Whether parents and students should know when certain drills take place is better defined this year with a new bill.
While lockdowns, which are required, entail turning off lights and locking doors there needs to be a certain element of surprise in order to be taken seriously, according to Kathy Martinez-Prather, Director of the Texas School Safety Center.
Active threat exercises are not required but might involve first responders showing up. These must be communicated with families so the situation is not confused with a real shooting.
“In a full-scale exercise, it’s a bit more elevated because you’re introducing stressors. It’s usually a multi-jurisdictional collaboration with first responders involved and so the laws were particularly written (and rules with TEA) to ensure that when those types of drills are being done, because of the sensitive nature of them, that the public is being notified, parents are being notified, it’s voluntary in nature,” Martinez-Prather said. “We have mental health professionals on-site when these drills are taking place.”
Teaching them to be prepared without adding more stress and confusion is a step in the right direction according to Kaplow.
“Where we worry is when kids are not prepared, where they don’t understand that this is not real and for some of our younger kids, that can happen more frequently, especially kindergartners.

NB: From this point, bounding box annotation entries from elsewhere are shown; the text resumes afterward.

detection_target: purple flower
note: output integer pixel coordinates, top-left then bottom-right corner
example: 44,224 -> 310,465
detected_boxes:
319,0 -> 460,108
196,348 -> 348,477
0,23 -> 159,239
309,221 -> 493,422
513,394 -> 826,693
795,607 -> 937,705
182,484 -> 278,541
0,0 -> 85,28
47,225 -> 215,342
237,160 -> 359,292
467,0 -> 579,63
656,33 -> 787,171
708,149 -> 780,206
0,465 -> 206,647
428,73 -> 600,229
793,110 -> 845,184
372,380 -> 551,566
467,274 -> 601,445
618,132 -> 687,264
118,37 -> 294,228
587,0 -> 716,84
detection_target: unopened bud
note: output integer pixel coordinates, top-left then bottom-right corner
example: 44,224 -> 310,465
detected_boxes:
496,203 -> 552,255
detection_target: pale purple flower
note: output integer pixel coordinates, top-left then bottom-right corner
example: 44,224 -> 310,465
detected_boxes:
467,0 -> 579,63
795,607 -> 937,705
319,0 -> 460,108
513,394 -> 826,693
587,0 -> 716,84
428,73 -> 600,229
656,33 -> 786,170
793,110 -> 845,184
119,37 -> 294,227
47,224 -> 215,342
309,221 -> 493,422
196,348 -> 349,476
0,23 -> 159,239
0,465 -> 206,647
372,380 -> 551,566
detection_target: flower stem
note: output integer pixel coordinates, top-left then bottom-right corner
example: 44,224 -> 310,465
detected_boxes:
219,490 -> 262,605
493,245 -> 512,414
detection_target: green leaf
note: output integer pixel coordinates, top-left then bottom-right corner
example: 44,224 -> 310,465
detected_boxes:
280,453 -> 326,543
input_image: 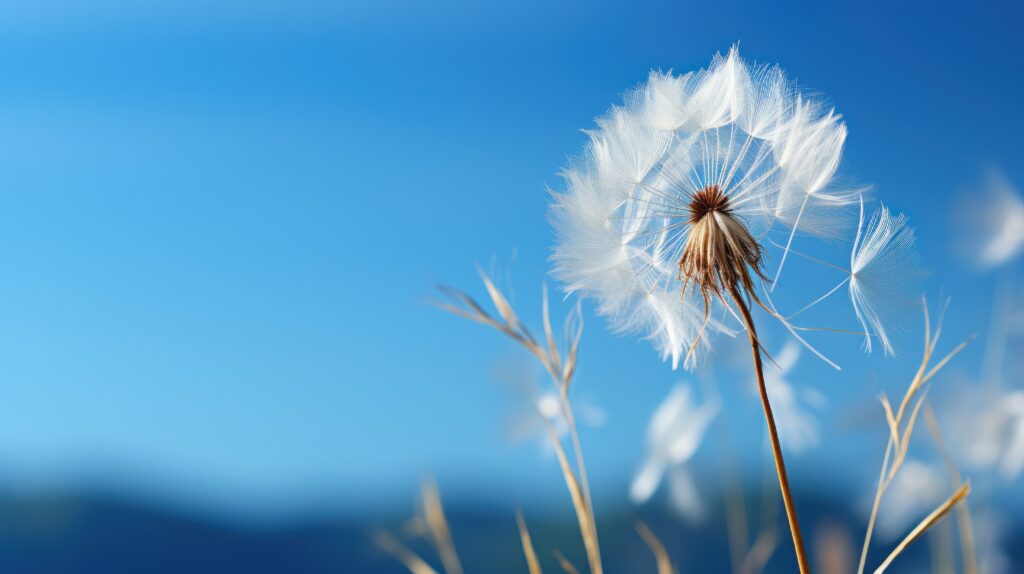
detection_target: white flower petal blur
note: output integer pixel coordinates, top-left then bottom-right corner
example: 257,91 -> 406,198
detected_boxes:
630,385 -> 719,507
551,44 -> 850,368
878,459 -> 951,540
765,340 -> 824,453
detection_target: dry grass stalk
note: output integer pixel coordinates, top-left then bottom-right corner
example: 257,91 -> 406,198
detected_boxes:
635,521 -> 676,574
857,299 -> 969,574
373,530 -> 437,574
741,474 -> 778,574
437,271 -> 603,574
551,550 -> 580,574
421,480 -> 462,574
874,483 -> 971,574
925,406 -> 978,574
515,511 -> 542,574
727,284 -> 810,574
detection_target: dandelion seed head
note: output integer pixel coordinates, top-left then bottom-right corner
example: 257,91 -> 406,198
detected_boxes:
550,44 -> 855,367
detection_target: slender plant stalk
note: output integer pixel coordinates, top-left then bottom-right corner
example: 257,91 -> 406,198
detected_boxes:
728,284 -> 810,574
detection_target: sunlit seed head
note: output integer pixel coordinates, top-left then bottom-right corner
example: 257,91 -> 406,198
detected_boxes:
679,185 -> 764,305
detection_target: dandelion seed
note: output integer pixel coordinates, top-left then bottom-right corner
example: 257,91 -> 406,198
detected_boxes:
850,200 -> 926,356
551,48 -> 912,574
551,44 -> 855,368
630,385 -> 719,520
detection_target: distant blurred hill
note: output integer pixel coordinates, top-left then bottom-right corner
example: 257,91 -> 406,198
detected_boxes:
0,487 -> 1024,574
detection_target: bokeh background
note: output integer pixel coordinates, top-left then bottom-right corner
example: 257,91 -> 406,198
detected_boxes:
0,0 -> 1024,572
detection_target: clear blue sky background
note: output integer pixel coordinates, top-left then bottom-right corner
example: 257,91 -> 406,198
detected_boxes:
0,1 -> 1024,514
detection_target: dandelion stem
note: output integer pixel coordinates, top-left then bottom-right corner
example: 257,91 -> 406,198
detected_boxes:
728,284 -> 810,574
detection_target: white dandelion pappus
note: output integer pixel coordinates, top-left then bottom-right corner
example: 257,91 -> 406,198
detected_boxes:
849,200 -> 927,356
550,44 -> 850,368
630,385 -> 719,520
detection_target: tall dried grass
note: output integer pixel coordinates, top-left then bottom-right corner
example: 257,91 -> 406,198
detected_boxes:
373,280 -> 976,574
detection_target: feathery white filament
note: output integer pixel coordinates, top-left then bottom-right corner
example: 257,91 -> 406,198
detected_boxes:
850,200 -> 926,356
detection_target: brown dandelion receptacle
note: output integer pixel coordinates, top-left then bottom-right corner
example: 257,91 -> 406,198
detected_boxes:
679,185 -> 810,574
679,185 -> 765,308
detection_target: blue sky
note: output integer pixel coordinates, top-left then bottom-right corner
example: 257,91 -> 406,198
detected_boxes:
0,2 -> 1024,519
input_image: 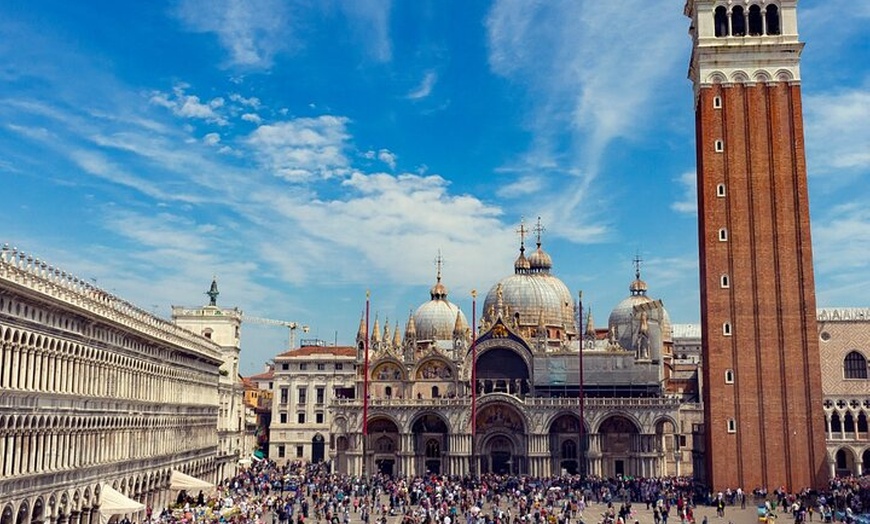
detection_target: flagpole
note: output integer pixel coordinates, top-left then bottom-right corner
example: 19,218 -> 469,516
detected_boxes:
471,289 -> 477,477
577,291 -> 586,477
362,290 -> 371,480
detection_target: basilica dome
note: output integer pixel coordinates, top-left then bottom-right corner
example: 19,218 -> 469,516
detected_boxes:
414,271 -> 468,340
483,235 -> 576,334
607,269 -> 673,349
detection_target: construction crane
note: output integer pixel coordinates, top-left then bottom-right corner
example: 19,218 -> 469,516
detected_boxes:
242,315 -> 308,349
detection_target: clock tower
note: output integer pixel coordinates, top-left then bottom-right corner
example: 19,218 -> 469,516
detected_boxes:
685,0 -> 826,492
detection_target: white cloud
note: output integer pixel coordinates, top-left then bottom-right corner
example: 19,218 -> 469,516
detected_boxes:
242,113 -> 263,125
804,89 -> 870,176
230,93 -> 262,109
247,116 -> 350,182
406,71 -> 438,100
671,171 -> 698,215
261,172 -> 515,289
486,0 -> 688,236
176,0 -> 293,68
812,202 -> 870,307
338,0 -> 393,62
496,175 -> 544,198
69,150 -> 200,202
378,149 -> 396,169
150,85 -> 228,126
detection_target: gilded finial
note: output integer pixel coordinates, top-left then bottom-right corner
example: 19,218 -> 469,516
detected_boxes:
535,217 -> 546,247
517,217 -> 529,252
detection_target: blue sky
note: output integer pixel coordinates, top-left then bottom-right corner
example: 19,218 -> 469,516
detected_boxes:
0,0 -> 870,373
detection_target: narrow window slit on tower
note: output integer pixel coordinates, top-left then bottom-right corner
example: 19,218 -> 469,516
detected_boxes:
764,5 -> 779,35
749,4 -> 764,36
713,5 -> 728,38
731,5 -> 746,36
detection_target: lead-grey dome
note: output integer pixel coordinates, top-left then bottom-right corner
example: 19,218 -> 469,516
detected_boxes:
483,228 -> 577,335
414,270 -> 468,340
607,270 -> 673,349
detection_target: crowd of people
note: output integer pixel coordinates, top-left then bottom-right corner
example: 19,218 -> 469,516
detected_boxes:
145,460 -> 870,524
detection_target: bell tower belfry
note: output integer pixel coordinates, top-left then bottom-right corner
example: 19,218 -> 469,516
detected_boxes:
685,0 -> 826,491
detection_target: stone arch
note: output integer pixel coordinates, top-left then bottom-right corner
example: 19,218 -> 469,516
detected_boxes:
369,357 -> 407,381
413,356 -> 456,380
475,399 -> 530,435
475,341 -> 534,396
410,411 -> 450,475
597,412 -> 640,477
30,496 -> 45,522
833,446 -> 858,477
752,69 -> 773,84
774,69 -> 795,82
15,500 -> 30,524
366,414 -> 406,476
479,428 -> 527,474
731,69 -> 749,84
548,411 -> 588,475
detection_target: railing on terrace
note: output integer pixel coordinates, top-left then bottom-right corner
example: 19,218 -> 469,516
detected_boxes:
333,393 -> 693,409
0,244 -> 220,359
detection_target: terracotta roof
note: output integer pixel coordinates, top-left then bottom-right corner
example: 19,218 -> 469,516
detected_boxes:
248,369 -> 275,380
278,346 -> 356,357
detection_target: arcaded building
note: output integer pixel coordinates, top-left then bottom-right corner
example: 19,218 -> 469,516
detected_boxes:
0,245 -> 224,524
818,308 -> 870,477
685,0 -> 828,490
330,233 -> 702,477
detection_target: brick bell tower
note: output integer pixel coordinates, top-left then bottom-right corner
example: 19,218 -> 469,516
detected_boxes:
685,0 -> 826,491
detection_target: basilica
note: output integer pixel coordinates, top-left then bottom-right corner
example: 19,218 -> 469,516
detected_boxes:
329,224 -> 703,477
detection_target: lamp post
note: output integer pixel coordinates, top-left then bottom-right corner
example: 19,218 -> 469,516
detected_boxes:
471,289 -> 477,477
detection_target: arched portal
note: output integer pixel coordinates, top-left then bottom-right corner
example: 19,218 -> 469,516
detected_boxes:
311,433 -> 326,464
15,502 -> 30,524
30,498 -> 45,523
476,348 -> 531,395
366,417 -> 399,476
550,414 -> 581,475
834,449 -> 858,477
476,402 -> 528,475
660,419 -> 682,477
411,413 -> 449,475
598,415 -> 640,477
335,435 -> 350,474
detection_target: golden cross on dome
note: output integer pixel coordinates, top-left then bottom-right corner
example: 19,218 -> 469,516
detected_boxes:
535,217 -> 546,247
517,217 -> 529,249
435,249 -> 444,282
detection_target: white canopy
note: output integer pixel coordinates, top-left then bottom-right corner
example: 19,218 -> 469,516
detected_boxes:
99,484 -> 145,524
169,469 -> 214,491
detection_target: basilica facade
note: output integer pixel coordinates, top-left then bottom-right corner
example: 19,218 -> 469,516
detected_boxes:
330,234 -> 703,482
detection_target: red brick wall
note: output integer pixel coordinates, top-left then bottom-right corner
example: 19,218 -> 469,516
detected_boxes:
696,82 -> 825,490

Sometimes (they) can’t really distinguish when it’s actually a drill versus something that’s actually happening in real life,” Kaplow explained. “We want to make sure that parents are aware when they’re happening, that the kids are aware that this is a drill, and that teachers are prepared to identify kids who might need a little bit more support. So those kids in their classroom who tend to be a little more anxious, a little more on edge, maybe providing them with a little bit more support and guidance during those drills.”
Identifying those kids is important, but can be a struggle for teachers, admits school counselor Amanda French.
“They can make the difference,” French explained.
IN GALENA PARK, THE HACKETT CENTER IS DEVELOPING WAYS TO HELP EDUCATORS KNOW ABOUT TRAUMATIC ISSUES IN A CHILD’S HOME
“Basically, if a police officer goes to a scene where a child is present and recognizes that this could be traumatic, the police has a very streamlined way of getting in touch with the child’s school. The school is notified that this is a ‘handle with care student.’ And then from that point, the teacher is made aware that this is a child who might need a little more support if they notice any signs that the child might be experiencing post-traumatic stress. We train them in what to look for if they see those signs. The child is immediately referred for mental health intervention within the school. And this is really a unique way of ensuring that both the police and the schools are more trauma-informed and also recognizing that early intervention is key. So if a child does experience a traumatic event, getting that early intervention can actually prevent long-term suffering for that child,” Kaplow said.
So far the program called “handle with care” is only in Galena Park. The Hackett Center is working to expand to more school districts in Houston and Dallas.
WHAT CAN REVERSE THE AWFUL TREND OF KIDS STRUGGLING WITH MENTAL HEALTH?
“I think one of the things that we can do that really we have been doing for a little while now is encouraging kids to seek out help. Encouraging them to recognize that vulnerability is OK, and that it’s OK to ask for help. That it is actually very normal to be experiencing feelings of sadness or anxiety and that it’s not shameful,” Kaplow said. “I think another piece to this, too, is helping them understand that even though these events are so scary, they are very rare. So even though we’re hearing about it in the media, and they’re tragic when they do happen, they’re not happening all the time, even though sometimes it feels that way.”